Übersetzungen[Bearbeiten]

Referenzen und weiterführende Informationen:

[1] Wikipedia-Artikel „Klippe (Münze)
[1] Wissenschaftlicher Rat der Dudenredaktion (Herausgeber): Duden, Das große Fremdwörterbuch. Herkunft und Bedeutung der Fremdwörter. 4. Auflage. Dudenverlag, Mannheim/Leipzig/Wien/Zürich 2007, ISBN 978-3-411-04164-0, Seite 718, Eintrag „Klippe“.
[1] Deutsches Wörterbuch von Jacob und Wilhelm Grimm. 16 Bände in 32 Teilbänden.
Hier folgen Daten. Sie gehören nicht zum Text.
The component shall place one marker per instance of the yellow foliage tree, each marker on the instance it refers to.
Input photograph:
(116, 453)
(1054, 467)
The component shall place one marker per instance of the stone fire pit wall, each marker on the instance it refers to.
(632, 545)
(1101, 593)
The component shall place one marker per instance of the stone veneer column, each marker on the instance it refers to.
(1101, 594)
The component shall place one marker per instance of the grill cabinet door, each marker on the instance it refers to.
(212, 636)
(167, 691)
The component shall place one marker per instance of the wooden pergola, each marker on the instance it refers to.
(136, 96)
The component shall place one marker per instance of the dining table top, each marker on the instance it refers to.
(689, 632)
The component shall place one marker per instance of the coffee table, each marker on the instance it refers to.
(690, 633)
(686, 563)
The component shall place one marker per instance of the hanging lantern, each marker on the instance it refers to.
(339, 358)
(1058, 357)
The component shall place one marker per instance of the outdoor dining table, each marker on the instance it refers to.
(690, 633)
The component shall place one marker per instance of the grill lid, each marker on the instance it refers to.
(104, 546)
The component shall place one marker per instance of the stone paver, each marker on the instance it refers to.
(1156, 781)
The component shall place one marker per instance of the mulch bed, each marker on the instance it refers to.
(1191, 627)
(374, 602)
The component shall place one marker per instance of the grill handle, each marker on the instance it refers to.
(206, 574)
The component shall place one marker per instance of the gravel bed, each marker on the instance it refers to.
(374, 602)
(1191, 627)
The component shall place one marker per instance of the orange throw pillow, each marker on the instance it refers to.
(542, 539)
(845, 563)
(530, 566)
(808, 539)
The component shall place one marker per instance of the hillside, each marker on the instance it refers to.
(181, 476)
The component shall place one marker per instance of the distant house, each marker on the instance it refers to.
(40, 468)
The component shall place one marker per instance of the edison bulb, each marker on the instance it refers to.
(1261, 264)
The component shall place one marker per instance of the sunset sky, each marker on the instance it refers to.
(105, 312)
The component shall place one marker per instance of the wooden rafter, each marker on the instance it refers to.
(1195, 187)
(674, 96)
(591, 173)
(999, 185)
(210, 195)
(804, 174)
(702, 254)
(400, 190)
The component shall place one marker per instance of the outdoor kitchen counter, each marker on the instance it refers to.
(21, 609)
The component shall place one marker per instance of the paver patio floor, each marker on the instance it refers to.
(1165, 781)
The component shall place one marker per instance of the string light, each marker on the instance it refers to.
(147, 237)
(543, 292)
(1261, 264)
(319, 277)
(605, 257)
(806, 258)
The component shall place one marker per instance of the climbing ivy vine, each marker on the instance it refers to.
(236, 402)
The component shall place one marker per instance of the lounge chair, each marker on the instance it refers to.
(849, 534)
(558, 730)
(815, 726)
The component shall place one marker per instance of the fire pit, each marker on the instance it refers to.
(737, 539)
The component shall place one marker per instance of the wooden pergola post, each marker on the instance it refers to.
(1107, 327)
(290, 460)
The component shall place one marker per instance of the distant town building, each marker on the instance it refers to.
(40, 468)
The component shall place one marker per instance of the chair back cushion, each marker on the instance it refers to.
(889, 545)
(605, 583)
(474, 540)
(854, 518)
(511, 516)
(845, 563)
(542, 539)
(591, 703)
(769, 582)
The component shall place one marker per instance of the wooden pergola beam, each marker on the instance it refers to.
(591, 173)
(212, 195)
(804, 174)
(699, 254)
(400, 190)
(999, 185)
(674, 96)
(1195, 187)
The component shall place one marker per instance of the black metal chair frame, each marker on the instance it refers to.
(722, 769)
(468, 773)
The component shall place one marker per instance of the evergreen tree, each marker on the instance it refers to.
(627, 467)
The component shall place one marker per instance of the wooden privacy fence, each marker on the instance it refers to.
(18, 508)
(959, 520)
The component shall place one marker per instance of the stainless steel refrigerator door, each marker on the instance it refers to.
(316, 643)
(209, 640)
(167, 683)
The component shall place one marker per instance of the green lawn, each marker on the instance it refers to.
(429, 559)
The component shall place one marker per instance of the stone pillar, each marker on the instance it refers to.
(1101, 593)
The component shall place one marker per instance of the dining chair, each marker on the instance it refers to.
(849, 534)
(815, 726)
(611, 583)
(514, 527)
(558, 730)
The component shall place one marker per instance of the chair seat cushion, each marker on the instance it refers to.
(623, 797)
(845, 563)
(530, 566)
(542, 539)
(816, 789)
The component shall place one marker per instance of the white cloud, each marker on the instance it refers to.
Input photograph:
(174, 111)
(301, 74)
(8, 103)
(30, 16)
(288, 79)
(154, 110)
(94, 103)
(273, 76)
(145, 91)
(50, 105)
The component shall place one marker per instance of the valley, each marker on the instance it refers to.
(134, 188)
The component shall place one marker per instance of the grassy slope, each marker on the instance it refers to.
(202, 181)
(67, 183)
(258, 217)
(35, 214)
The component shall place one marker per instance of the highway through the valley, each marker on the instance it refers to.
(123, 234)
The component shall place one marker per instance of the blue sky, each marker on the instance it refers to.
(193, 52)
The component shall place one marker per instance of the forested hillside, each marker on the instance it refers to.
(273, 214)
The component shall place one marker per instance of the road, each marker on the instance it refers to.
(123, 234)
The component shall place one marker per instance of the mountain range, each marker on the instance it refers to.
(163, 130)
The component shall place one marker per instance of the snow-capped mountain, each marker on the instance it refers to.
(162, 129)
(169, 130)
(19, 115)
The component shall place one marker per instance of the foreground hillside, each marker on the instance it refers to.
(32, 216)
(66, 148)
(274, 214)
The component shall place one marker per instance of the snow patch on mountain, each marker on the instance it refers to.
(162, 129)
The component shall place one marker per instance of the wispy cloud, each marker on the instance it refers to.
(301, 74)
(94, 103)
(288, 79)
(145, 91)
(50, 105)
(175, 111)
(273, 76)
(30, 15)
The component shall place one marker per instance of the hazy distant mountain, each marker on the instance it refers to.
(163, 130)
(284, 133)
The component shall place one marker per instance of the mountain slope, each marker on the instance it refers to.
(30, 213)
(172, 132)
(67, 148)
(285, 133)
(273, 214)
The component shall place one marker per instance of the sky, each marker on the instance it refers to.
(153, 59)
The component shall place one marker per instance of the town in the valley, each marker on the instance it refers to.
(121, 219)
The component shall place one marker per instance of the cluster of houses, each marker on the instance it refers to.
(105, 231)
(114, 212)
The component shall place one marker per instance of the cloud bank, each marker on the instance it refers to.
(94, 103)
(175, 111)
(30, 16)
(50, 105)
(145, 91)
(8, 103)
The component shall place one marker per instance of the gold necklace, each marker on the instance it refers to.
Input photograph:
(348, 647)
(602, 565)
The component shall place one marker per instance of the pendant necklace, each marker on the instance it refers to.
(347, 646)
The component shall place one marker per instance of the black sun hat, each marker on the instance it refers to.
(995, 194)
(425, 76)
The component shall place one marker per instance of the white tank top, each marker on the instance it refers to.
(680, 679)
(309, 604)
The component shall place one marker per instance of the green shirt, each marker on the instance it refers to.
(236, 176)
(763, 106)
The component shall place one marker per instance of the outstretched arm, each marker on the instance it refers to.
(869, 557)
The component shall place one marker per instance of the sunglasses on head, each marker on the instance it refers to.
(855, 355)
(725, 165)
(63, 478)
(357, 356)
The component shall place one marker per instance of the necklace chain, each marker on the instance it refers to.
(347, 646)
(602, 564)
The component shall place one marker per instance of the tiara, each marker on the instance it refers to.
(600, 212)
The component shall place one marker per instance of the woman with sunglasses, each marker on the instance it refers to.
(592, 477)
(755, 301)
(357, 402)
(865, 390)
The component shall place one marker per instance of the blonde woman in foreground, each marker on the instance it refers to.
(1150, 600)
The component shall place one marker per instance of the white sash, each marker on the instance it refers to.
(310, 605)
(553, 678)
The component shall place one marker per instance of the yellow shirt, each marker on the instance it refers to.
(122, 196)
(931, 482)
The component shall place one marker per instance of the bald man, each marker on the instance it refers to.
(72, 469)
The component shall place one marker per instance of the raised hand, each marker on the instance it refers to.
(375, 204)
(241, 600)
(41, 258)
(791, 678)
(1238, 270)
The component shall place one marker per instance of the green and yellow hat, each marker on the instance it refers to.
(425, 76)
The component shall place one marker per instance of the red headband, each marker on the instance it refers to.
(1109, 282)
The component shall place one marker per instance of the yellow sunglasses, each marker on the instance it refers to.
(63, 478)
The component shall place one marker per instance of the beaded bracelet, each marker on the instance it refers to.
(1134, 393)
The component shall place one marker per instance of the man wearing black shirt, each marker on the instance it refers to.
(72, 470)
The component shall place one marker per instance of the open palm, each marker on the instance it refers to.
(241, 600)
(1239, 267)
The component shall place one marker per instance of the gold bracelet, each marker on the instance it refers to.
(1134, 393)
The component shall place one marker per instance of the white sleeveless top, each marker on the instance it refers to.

Leipzig 1854-1961 „Klippe
[1] wissen.de – Lexikon „Klippe
[1] Johann Christoph Adelung: Grammatisch-kritisches Wörterbuch der Hochdeutschen Mundart mit beständiger Vergleichung der übrigen Mundarten, besonders aber der oberdeutschen. Zweyte, vermehrte und verbesserte Ausgabe. Leipzig 1793-1801 „DK01376
[1] Christoph Ernst Steinbach: Vollstaendiges deutsches Wörter-Buch. Erster Band, Verlegt durch Johann Jacob Korn, Breslau 1734, Seite 873 folgende.

Quellen:

  1. Deutsches Wörterbuch von Jacob und Wilhelm Grimm. 16 Bände in 32 Teilbänden. Leipzig 1854-1961 „Klippe
  2. Johann Christoph Adelung: Grammatisch-kritisches Wörterbuch der Hochdeutschen Mundart mit beständiger Vergleichung der übrigen Mundarten, besonders aber der oberdeutschen. Zweyte, vermehrte und verbesserte Ausgabe. Leipzig 1793-1801 „DK01376
  3. Michael Martin: Porträt: Mélac! In: Zeit Online. Nummer 20/2004, 6. Mai 2004, ISSN 0044-2070 (URL, abgerufen am 10. Dezember 2013).
  4. Wie berechne ich den Wert von Münzen?. muenzenwert.org, abgerufen am 10. Dezember 2013.